If you need to investigate CPU related issues, sampling provides an easy mechanism for identifying bottlenecks, with minimal effects on the performance.

Sampling vs Profiling

First of all, let’s understand the difference between sampling and profiling, which is a key prerequisite.

Profiling

Profiling involves instrumenting the entire application code or only some classes in order to provide runtime performance metrics to the profiler application. Since this involves changes to the application code, which are applied automatically by the profiler, it also means that there is a certain performance impact and risk of affecting the existing functionality.

The actual degree of the performance impact is hard to determine, but it can become significant if CPU intensive sections are instrumented.

Profiling is usually recommended for optimizing specific algorithms or when you’re interested in measuring the invocation counts.

Sampling

Sampling on the other side works by periodically retrieving thread dumps from the JVM. In this case, the performance impact is minor (and constant since the thread dumps are retrieved using a fixed frequency) and there’s no risk of introducing side effects.
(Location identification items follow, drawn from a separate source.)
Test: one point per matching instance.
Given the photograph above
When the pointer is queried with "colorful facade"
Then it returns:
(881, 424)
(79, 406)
This process is a lot less intrusive and can also be performed quite reliably on remote applications (i.e. it could even be applied to production instances).
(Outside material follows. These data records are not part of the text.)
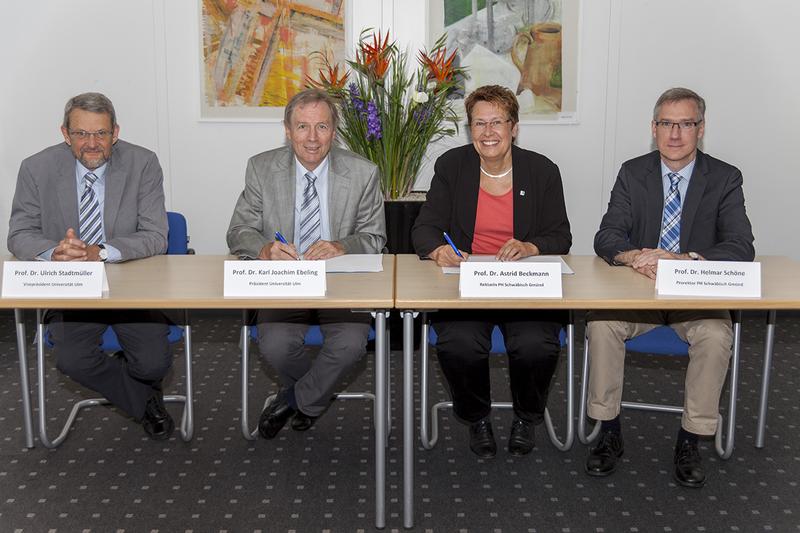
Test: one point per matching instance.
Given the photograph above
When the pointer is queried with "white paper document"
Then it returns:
(565, 269)
(355, 263)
The main downside of CPU sampling is the accuracy - since the thread dump is retrieved at fixed intervals, there is a high risk of missing certain method invocations (especially the very fast ones). This means that the invocation count of methods is very innacurrate, but the total spent time (and CPU time) should still provide some relavant metrics.

When to Use CPU Sampling

Unless you are interested in very precise performance metrics (albeit affected by the added cost of instrumentation), you should use sampling most of the time. The main advantage of profiling is its accuracy, but since there’s the performance impact added by instrumentation, most of the performance metrics will be off by an unknown factor.

How to Run CPU Sampling

Local applications

For local applications, launch VisualVM from the JDK binary directory,

  1. Select (double click) on the process that you would like to monitor on the left hand screen.
  2. Click on the “Sampler” tab
  3. When you are ready to perform your test, select the button “CPU” next to the “Sample” tab.
  4. Once the test has finished, press “Stop” and press the “Snapshot” button.

Please keep in mind that the data displayed before taking a snapshot may or may not be very accurate. You should do your analysis only on snapshots.

A common error that people do when following this steps is to take an actual screenshot of the sampling screen. While it’s nice they were so thoughtful, the data is mostly pointless - as most of the time the performance bottlenecks will be somewhere deeper in the call hierarchy and will not be seen from the overview.

Remote applications

For remote applications, the process is very similar but it requires setting up a JMX connection to the Java process to be monitored.

  1. Enable the JMX port on your application. This is outside the scope of this article, but you can check the official Oracle documentation for more details: Monitoring and Management Using JMX Technology
  2. Right click on the “Remote” tab in the left hand screen.
  3. Select “Add Remote Host”
  4. Fill in the host name. Most of the times, this will be sufficient but depending on how you’ve enabled JMX on the remote process, you may need to also check the “Advanced Settings” tab.
  5. Right click on the newly added host and select “Add JMX connection”.
  6. Fill in the connection details (including port number) and the display name. If you’re application is deployed using multiple processes, you should enter a descriptive display name.
  7. Double click on the newly added JMX connection.
  8. From this point onwards, the steps are identical with the ones from “Local applications”.

How to Interpet the Data

This depends a lot on the actual issues that you’re trying to investigate and the application architecture. For example, if you have a desktop application with a fixed amount of threads, the call tree with the break down per thread may be useful.

However, if you’re working on a web application with a variable number of threads, it will probably be hard to figure out what’s happening. In this case, you should probably start from thet “Hot spots” tab and dig deeper from there.

Difference between “Self Time” and “Self Time (CPU)”

VisualVM reports two metrics related to the duration, but there is a significant difference between them:

  • self time - counts the total time spent in that method, including the amount of time spent on locks or other blocking behaviour
  • self time (cpu) - counts the total time spent in that method, excluding the amount of time the thread was blocked

From here, you will need to decide on what you want to focus,

  • if you want to focus on optimising the multithreaded interactions, then you should aim for the self time values including the time the threads were blocked
  • if you’re interested in the overall performace and not care too much about the multithreaded interactions, then should focus solely on the self time (cpu).

Be careful though on how you interpret your results. If you have a thread that keeps a connection open, most likely you will see some very large numbers for the self time. This is normal and it’s not issue.